La doctora Judith Vázquez explica algunos puntos a tener en cuenta:
- La obesidad durante la infancia y adolescencia se asocia con un incremento de lípidos en la sangre, aumento en la presión sanguínea, de la grasa corporal, del colesterol total, de las lipoproteínas sericas y de la intolerancia a la glucosa. Se describen también complicaciones psicosociales de la obesidad, como discriminación entre compañeros, sensación de aceptación disminuida y problemas ortopédicos.
- En la niñez y la adolescencia, las prácticas alimentarías saludables se obtienen realizando las comidas adecuadas, consumiendo proteínas de buena calidad, ajustando los aportes calóricos, e incorporando algunos nutrientes, como calcio e hierro especialmente. Para establecer hábitos, son importantes las actitudes de los padres que se inculcan día a día con los pequeños actos cotidianos y la conducta alimentaria en la mesa familiar.
- Incentivar a realizar deportes u otras opciones recreativas. Se recomienda hacer actividad física, por lo menos, tres veces a la semana, durante 30 minutos.

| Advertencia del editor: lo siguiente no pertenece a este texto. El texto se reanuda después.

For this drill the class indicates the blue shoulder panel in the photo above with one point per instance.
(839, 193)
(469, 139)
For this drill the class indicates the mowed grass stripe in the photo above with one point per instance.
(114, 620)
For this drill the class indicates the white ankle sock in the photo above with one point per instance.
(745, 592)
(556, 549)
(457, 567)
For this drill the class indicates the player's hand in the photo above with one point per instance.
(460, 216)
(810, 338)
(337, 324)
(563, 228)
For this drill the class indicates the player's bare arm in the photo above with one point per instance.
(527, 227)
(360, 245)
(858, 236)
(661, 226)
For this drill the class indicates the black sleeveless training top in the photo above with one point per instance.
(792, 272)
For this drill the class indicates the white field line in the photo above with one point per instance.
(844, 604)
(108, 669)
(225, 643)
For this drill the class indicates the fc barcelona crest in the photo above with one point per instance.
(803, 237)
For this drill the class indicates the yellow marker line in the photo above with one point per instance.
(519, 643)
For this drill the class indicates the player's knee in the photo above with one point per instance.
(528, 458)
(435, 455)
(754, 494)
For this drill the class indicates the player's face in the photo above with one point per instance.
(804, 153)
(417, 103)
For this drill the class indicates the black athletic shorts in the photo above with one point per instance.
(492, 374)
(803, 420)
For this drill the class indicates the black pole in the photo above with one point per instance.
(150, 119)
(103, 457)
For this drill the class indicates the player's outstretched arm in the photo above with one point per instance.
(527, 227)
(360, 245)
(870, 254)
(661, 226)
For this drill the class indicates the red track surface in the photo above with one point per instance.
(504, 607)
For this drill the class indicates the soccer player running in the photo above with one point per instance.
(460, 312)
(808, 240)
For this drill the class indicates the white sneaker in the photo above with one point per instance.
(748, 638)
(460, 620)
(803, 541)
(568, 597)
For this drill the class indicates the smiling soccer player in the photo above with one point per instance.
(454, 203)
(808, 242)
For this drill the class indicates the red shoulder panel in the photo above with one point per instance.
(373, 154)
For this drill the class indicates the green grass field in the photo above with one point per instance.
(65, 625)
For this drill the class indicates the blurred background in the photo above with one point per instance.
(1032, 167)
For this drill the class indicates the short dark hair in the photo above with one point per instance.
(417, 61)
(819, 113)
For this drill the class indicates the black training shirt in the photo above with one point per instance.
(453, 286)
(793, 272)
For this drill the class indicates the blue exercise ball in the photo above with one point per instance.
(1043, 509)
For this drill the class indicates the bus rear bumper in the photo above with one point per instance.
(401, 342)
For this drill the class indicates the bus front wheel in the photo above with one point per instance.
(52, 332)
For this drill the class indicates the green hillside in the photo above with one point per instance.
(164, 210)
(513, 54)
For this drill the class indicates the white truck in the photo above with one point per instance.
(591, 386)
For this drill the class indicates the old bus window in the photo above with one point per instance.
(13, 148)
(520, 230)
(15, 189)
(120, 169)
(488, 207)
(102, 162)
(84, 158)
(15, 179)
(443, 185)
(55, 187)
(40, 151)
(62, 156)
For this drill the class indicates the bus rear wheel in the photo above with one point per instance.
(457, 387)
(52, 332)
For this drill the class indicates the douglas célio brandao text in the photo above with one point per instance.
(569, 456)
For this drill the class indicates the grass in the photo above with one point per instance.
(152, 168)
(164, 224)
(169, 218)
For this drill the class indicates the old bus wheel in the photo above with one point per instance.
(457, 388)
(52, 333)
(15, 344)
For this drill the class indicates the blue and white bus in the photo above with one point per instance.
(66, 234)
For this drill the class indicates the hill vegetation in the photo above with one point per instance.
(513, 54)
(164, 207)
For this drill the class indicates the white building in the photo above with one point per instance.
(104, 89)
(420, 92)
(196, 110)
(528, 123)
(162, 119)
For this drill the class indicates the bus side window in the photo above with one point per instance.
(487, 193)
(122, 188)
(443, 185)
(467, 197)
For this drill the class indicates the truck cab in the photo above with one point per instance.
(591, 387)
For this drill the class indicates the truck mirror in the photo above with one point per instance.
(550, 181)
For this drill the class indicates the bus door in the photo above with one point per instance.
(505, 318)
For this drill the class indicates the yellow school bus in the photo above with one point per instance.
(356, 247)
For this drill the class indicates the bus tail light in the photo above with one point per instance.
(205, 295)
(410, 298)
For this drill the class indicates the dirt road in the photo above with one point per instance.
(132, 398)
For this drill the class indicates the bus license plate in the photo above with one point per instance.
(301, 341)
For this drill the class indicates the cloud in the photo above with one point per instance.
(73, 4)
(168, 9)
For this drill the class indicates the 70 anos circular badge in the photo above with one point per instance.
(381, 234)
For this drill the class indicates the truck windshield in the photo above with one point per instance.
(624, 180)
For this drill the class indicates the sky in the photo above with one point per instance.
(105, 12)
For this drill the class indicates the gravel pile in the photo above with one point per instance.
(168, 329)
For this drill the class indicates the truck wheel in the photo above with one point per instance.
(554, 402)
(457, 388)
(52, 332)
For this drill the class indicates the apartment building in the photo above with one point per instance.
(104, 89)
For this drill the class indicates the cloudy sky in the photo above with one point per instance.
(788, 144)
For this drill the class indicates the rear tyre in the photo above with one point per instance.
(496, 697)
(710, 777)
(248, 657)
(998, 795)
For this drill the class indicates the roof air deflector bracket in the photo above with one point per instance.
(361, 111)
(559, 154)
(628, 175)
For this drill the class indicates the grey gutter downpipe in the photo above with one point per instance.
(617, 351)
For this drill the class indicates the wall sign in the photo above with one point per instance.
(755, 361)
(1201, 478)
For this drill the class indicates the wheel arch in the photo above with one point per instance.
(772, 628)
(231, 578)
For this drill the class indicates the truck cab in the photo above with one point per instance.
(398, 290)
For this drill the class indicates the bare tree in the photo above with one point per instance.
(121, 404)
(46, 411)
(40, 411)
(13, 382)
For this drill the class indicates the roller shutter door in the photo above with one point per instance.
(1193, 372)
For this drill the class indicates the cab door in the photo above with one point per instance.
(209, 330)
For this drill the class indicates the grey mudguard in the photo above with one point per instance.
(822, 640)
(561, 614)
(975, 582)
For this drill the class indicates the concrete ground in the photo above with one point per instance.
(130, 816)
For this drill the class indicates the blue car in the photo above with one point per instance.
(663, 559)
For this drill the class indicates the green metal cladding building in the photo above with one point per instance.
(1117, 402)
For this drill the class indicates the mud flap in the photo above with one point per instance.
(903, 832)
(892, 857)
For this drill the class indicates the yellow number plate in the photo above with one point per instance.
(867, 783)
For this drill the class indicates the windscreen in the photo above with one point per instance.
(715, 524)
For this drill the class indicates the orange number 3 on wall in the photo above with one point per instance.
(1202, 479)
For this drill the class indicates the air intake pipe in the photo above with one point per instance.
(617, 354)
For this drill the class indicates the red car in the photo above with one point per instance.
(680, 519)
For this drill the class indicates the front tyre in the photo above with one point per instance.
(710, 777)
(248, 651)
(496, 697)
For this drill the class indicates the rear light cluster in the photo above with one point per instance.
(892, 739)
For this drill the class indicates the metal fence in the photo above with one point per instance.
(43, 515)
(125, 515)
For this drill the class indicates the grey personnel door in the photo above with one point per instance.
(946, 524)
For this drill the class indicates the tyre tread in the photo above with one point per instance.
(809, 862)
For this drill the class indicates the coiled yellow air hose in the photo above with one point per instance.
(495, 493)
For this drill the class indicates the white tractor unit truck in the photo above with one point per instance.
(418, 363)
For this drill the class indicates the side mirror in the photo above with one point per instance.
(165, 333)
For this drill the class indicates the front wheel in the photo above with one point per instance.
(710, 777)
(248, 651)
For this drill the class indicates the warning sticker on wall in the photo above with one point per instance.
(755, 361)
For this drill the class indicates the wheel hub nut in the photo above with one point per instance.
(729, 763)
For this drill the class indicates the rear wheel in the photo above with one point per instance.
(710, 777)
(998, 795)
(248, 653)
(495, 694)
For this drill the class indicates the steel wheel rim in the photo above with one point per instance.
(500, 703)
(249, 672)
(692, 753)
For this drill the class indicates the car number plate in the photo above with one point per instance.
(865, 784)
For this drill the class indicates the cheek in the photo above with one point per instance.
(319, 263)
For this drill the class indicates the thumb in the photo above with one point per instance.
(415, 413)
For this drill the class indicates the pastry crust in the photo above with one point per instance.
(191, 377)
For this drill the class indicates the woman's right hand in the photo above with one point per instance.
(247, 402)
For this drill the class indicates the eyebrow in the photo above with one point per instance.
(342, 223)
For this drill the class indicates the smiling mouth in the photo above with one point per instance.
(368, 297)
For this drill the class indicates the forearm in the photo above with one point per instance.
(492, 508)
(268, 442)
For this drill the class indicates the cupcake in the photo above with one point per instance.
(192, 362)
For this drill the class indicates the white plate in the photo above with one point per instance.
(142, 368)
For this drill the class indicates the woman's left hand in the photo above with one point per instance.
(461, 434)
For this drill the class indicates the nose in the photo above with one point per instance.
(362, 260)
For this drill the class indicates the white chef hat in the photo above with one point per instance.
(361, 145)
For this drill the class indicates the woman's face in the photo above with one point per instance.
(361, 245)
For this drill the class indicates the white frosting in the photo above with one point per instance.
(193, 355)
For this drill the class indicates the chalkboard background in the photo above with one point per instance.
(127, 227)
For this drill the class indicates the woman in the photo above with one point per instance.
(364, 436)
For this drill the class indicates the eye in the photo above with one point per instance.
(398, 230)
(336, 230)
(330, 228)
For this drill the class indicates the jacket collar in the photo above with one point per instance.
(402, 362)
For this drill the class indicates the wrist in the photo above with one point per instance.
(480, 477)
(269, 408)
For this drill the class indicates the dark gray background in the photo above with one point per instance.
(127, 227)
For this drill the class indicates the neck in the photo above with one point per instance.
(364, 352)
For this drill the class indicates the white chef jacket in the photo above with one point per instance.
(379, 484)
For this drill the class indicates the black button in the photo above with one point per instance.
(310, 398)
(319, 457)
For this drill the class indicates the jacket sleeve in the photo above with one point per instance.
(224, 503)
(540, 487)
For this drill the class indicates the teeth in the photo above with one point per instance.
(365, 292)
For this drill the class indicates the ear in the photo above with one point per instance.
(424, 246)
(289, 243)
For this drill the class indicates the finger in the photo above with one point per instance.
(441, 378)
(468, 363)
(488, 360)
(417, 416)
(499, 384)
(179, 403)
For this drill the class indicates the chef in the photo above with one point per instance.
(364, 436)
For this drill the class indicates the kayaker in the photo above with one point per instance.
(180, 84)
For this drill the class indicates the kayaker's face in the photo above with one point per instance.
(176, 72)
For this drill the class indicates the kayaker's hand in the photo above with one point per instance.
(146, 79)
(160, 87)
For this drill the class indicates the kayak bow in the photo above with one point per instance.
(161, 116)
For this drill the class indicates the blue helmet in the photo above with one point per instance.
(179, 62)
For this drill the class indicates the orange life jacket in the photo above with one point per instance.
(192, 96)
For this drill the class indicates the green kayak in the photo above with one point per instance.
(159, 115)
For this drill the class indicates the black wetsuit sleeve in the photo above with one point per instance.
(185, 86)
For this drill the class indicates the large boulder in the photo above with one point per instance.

- Los padres deben estimular la lactancia materna exclusiva hasta el sexto mes de vida, ofrecer diariamente frutas y verduras frescas, estimular el consumo de lácteos y derivados, proteínas, hierro (carnes magras, verduras verdes), respetar los horarios de comidas, evitar las fuentes de energía no nutritivas como snacks, bebidas gaseosas azucaradas y golosinas.